= Clara Dent =

Austrian oboist

Clara Dent-Bogányi is an Austrian oboist and teacher. She has been a soloist with the Berlin Radio Symphony Orchestra and a teacher at the Hochschule für Musik Nürnberg, in addition to winning international competitions.

== Biography ==
Clara Dent was born in Berlin to a family of musicians; her family moved soon after to Salzburg. She received her musical education at the Mozarteum University Salzburg with Arthur Jensen, and later earned a Master's degree at the University of Music and Performing Arts Munich studying with Günther Passin. She has won prizes in several international competitions, including the ARD Competition in Munich (1996, third prize) and the Geneva International Music Competition (1998, second prize).

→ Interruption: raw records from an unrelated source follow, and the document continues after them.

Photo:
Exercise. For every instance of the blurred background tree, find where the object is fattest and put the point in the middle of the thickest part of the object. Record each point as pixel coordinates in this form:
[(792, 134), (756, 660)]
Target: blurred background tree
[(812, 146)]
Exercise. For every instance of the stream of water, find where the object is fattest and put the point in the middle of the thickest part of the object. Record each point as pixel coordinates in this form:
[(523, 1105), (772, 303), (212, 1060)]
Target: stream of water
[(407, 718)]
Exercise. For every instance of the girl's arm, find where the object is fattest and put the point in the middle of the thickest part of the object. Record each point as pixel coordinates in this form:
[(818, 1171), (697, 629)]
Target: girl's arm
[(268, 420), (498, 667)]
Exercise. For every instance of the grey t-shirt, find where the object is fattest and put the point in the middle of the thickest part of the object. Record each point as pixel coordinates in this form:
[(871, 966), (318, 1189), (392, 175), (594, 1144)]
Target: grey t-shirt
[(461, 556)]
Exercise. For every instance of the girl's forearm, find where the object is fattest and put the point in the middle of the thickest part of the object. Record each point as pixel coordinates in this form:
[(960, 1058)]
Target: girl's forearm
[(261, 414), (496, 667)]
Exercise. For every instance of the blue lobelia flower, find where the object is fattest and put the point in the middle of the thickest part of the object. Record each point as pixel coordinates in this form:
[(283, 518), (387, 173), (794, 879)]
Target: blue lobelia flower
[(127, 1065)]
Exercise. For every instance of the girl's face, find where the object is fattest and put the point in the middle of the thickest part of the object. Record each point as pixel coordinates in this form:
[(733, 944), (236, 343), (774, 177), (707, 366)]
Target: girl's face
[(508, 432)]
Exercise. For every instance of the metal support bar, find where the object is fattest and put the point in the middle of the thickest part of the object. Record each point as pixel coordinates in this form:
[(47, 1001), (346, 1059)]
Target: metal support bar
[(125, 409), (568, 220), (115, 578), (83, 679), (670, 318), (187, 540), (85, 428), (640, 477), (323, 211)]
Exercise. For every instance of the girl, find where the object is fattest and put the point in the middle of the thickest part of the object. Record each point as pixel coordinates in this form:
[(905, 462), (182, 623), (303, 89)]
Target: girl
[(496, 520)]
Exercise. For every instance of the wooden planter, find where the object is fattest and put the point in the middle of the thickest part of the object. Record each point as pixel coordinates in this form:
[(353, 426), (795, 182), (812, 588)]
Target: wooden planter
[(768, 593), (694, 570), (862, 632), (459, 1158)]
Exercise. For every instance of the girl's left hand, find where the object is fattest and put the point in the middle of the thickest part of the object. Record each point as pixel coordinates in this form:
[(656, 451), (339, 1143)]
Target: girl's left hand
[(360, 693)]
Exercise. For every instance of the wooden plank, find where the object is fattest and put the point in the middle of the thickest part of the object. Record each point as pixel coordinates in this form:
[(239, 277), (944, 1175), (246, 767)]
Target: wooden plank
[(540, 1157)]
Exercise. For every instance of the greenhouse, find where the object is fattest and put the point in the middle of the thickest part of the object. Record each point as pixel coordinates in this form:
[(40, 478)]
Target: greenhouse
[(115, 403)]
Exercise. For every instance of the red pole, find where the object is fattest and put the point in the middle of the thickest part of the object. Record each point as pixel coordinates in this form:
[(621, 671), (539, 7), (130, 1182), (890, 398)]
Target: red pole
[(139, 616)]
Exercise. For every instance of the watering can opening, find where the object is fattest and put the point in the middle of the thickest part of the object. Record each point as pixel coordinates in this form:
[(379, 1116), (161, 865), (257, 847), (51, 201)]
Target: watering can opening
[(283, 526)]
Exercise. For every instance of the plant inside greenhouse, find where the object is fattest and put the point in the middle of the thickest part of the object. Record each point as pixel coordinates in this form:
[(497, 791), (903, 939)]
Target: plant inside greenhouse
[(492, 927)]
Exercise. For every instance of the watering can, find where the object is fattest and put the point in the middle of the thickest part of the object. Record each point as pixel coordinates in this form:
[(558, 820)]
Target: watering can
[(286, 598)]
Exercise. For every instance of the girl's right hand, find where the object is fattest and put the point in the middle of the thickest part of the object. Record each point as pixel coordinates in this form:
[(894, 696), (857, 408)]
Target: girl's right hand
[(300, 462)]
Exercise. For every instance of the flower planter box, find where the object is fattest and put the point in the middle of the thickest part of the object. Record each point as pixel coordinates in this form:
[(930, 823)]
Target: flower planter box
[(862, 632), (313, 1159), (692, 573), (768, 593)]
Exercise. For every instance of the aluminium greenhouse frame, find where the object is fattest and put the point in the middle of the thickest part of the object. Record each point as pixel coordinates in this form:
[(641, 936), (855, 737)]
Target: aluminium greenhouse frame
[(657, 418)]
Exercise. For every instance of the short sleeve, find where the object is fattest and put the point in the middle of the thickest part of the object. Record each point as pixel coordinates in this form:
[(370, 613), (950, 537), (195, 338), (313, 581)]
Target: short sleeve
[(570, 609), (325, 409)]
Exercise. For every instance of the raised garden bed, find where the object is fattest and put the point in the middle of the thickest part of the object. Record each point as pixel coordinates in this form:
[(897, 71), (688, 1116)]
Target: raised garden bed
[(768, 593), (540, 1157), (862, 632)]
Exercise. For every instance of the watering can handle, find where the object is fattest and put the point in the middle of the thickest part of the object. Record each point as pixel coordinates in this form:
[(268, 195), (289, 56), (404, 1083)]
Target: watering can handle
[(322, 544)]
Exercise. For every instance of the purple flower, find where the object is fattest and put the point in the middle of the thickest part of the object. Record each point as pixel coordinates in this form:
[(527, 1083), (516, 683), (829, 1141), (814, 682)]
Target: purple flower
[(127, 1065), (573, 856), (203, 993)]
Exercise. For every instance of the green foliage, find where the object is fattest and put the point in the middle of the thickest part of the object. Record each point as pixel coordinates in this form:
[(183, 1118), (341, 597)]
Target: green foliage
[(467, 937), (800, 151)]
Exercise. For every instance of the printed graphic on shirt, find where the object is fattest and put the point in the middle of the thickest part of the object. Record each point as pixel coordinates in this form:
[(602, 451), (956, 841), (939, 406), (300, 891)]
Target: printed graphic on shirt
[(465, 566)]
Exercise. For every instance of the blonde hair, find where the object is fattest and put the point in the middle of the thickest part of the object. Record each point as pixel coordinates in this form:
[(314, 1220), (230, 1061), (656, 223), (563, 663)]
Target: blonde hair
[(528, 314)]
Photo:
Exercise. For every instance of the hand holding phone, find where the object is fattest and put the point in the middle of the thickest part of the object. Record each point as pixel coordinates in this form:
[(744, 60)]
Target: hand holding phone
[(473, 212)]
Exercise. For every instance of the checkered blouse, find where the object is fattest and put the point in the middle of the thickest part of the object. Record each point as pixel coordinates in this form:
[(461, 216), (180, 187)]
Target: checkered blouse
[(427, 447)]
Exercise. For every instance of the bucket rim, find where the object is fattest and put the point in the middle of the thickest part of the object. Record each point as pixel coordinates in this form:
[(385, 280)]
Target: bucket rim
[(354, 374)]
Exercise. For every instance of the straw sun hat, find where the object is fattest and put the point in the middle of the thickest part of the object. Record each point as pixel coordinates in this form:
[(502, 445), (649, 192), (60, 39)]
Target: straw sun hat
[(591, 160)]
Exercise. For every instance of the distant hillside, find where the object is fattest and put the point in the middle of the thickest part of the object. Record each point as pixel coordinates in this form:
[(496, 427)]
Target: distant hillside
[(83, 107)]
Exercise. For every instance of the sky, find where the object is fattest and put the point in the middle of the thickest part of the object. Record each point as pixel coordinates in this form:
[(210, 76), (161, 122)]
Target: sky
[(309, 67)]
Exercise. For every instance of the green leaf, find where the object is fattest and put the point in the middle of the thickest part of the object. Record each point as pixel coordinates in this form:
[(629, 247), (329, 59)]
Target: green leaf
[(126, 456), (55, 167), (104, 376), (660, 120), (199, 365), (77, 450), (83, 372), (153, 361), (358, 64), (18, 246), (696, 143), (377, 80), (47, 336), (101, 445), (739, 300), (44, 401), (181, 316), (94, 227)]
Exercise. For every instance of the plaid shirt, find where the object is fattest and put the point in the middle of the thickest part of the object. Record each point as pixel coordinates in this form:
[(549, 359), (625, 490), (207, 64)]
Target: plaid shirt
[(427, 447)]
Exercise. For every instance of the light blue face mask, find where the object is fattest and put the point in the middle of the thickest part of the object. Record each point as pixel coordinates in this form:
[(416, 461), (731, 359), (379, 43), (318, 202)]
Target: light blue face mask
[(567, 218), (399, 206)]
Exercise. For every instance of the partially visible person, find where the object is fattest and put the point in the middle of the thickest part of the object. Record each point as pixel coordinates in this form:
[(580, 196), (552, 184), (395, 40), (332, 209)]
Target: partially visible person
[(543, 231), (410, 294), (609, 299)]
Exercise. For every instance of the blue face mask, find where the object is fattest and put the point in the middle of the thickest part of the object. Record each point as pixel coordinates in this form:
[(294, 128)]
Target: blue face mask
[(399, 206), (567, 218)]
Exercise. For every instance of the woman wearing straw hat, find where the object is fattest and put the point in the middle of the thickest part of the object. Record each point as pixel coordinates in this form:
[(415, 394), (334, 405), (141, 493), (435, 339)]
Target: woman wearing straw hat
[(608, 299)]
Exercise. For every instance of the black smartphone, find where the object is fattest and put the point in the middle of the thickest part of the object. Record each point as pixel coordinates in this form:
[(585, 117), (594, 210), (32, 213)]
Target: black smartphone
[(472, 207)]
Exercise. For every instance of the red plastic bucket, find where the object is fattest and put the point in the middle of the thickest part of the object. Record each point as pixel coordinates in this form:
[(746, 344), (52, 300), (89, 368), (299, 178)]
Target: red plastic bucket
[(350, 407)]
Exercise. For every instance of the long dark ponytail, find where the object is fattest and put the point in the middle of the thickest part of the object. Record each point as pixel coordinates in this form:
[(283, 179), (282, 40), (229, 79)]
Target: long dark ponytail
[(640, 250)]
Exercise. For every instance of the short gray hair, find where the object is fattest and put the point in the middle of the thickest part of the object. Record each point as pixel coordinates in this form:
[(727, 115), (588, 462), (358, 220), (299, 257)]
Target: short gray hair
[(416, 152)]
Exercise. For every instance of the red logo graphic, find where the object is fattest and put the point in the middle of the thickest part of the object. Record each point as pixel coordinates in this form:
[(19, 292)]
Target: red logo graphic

Since 1999, Dent has been a soloist in the oboe group of the Berlin Radio Symphony Orchestra. In 2007 she was invited by Kent Nagano to join the Bavarian State Orchestra for a year. As a soloist she has also performed with orchestras such as the Bavarian Radio Symphony Orchestra, the Polish Chamber Philharmonic Orchestra, the Württemberg and Stuttgart Chamber Orchestras and others. She is one of the founding members of the wind octet Da Ponte Oktett, mainly composed of musicians from the Munich Symphony Orchestra.

From 2005 to 2008, Dent taught oboe at the Richard Strauss Conservatory in Munich, then continued her teaching activities at the Leopold Mozart Centre in Augsburg. In 2009 she became a professor at the Hochschule für Musik Nürnberg. She also gives master classes in various European and Asian countries and participates in juries of national and international competitions. Her husband is the Hungarian bassoonist Bence Bogányi.